Chapter 60:

Island Operation (Part VIII)

Skyliner or 1954


But returning to my dark interests, it was thanks to the precisely planned action that well before six already four of the six packages from that day had made their way to Nowobogacky. 

Despite the goods being of the best quality, Nowobogacky checked everything scrupulously and counted it. Then he paid me out in five hundreds twenty four thousand. Even though this was scarcely a fourth of the needed sum, I felt that now everything should be easy riding. 

When he asked when I would bring more, I said tomorrow morning. Then of course came the pool and the hour long swim. At the pool someone always asked me what about the army, and I told them that no summons had come yet, and almost everyone sympathetically answered that definitely nothing good would come of this.

The next morning the telephone awoke us. At the beginning I couldn’t orient myself who it was, but when he began to address me as his benefactor, I immediately remembered the previous day’s good work. 

The advocate, declaring without interruption his sincere gratitude, informed me that the wonderful shoes which saved his day were ready to pick up at the hotel concierge. It was only necessary to say that they were from the patron of the Hares. He apologized profusely that he could not return them any other way. 

He also wanted to inform us that as soon as the court case he was involved in was finished he would invite us to dinner, but that he would telephone again first. Around nine I left Bronco at home, asking him to go to the bridge by himself, because at one thirty he will have to recover the first take. 

I made my way to the station to pick up the two packages deposited yesterday by Bronco, take them to Nowobogacky’s establishment, eventually collect twelve thousand, and later, if time allowed, have coffee at Bławat’s, because just after twelve awaited me almost four hours of hard and precise work at Vania’s. 

But before this I decided also to visit a certain publication.

There were two newspapers in town. From an ideological standpoint they were both declared mouthpieces of the regime. They represented mainly Soviet interests and went about explaining the supreme role of the party. 

However, despite being one hundred percent committed to the case of communism, one of them, who knows why, had the opinion of a newspaper apparently more liberal. 

Maybe this opinion came from this, that in addition to the fascinating information from the fronts of building socialism in the country, of building communism in the Soyuz and of the total battle with Anglo-American imperialism, the newspaper held something like an about town section, where in addition to local gossip most often from the sphere of interconnected Stachanowieces, advisers and frontrunners of labor, they printed, with certain deliberate omissions, obituaries and even various other announcements. 

Because in this rag they often ran my illustrations, and beyond that two of my colleagues from the club worked there, I did not walk in blindly. 

The fruit of my short visit was that the next day there would appear an announcement saying the following: “Buying an automobile.
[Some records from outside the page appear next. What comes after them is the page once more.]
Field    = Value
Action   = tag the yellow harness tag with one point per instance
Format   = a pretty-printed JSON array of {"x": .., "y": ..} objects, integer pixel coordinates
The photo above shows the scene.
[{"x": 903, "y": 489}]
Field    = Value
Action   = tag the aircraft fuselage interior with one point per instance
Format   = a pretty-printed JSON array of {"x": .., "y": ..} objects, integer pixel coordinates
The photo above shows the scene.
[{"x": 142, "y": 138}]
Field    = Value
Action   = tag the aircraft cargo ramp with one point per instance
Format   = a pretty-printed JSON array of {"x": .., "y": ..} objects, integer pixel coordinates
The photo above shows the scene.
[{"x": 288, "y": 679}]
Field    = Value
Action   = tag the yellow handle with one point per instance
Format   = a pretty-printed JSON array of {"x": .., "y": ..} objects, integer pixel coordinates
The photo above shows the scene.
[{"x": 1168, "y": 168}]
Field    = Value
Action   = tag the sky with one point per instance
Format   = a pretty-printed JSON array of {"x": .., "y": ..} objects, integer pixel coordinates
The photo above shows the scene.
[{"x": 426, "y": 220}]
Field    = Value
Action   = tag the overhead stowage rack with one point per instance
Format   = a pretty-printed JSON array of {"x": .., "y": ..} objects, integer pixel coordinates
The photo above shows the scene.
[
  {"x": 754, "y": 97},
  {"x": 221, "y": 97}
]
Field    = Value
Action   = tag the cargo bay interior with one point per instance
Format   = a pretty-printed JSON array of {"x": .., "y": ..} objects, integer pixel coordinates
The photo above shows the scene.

Best to telephone from 9 to 11 in the evening” – with my telephone number. 

As for a car, mainly because of my plans for swift escape, I had not the least intention of owning one. However I very much needed some decent and working vehicle to peacefully deliver the cork to Nowobogacky. 

I could not have the two of us me and Bronco constantly running around town and the station storage with suspicious looking, always identical, large packages. I knew that the exploits would last another some ten days, and maybe even two weeks, and without normal transportation this work would be very uncomfortable, tiring, dangerous—wildly risky. 

I thought it through precisely and decided to do it this way: if I were to get some offer, during the conversation about purchase I would suggest that I pay a fifty percent advance, but that I needed to have the vehicle for some four or five hours, because twelve kilometers from here I had a trusted mechanic, with whom I had arranged to have the car inspected. 

If after this inspection I decided to buy, I would pay the second fifty percent, and if not, then I return the automobile and take back the advance. My club colleague who worked there made a dozen or so copies of this kind of a contract for eventual signature. 

He worked there in layout, a guy holding the very strange name of Ewaryst Elimer. 

The two packages from the station I took to Nowobogacky, and I told Bławat that I was finalizing the matter and waiting only for the summons to the commission on the EXTRA term, in any case the money I really almost had already.